Nakajima Manual Typewriters

Greetings All

The Olympia B-12, the Olympia Carina 2 and the TA Organization Royal Express are all the same basic Nakajima manual typewriter under the bodywork. Does anyone know if Nakajima actually marketed this manual typewriter under their own brand name? The new Royal Classic Typewriter and the American Crafts We-R-Memory Keepers typewriters appear to be Chinese clones of this same Nakajima chassis, but with plastic type slugs. If anyone has any information on this, I would be very interested.
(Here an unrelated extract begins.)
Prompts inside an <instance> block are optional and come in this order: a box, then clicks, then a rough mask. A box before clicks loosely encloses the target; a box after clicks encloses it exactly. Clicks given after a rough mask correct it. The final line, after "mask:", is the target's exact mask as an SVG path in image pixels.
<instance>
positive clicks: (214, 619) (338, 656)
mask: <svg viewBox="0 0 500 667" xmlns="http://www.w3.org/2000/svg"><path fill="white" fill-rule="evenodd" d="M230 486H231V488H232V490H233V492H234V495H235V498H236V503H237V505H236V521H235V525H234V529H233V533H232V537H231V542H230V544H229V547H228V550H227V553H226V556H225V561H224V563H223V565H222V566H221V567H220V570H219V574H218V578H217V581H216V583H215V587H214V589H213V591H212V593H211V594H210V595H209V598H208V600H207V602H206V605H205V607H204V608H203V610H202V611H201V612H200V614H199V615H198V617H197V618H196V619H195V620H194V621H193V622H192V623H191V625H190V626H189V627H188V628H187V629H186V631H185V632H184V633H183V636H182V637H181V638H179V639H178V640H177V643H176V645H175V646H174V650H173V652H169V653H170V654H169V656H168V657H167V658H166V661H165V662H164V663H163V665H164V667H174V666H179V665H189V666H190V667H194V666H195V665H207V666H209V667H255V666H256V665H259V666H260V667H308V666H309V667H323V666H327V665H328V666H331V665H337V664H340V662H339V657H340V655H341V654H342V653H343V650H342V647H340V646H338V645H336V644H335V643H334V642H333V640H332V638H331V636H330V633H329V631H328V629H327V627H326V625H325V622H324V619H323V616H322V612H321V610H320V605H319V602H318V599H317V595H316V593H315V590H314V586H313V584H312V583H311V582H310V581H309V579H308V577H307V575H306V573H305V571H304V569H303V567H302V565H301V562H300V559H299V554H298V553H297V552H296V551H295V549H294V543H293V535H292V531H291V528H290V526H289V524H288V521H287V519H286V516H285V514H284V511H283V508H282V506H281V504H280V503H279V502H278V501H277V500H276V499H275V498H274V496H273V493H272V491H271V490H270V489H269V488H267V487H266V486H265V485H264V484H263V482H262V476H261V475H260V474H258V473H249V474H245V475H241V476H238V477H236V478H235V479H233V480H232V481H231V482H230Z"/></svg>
Thanks and all the best,

Sky

 

10-4-2020 04:13:42  #2


Re: Nakajima Manual Typewriters

In the Northern hemisphere at least, Nakajima were like the brown sauce factory that made products for various supermarkets to sell under their own names with slightly different recipes, but never sold any under their own name.  As well as selling under the Olympia and Adler names, they were also sold in Europe as Hermes.  Smith Corona even sold some of the early Nakajima electronic typewriters as their own.  However, I understand that in Australia at least, Nakajima sold the large manual portable as 'Nakajima All', or just as 'All', as well as under different local brand names.  The Chinese Nakajima clones were a result of Nakajima selling off the tooling after they had finished with it, and then degrading the machine to the point of being little more than a toy.  The earlier Chinese clones did actually have steel typeface.  I think the same thing is about to happen with the Nakajima electronic typewriters and they will pop up again as Chinese products.  If I am correct - you read it here first !

 

10-4-2020 10:55:30  #3


Re: Nakajima Manual Typewriters

I believe that Nakajima's history is a parallel to Brother's. Both rose during the '60s and were a significant part of the Japanese wave that forever changed the typewriter manufacturing landscape. Both companies also offered private label production; when the long-established manufacturers couldn't compete with the Japanese prices they adopted the "if you can't beat them, join them" approach. 

As Tom noted, Nakajima did sell some models under its own brand name. Whether it was because of a contractual obligation to the other manufacturers it produced models for, or some other distribution reason, it seems that very few of these Nakajima branded models ended up in our neck of the woods.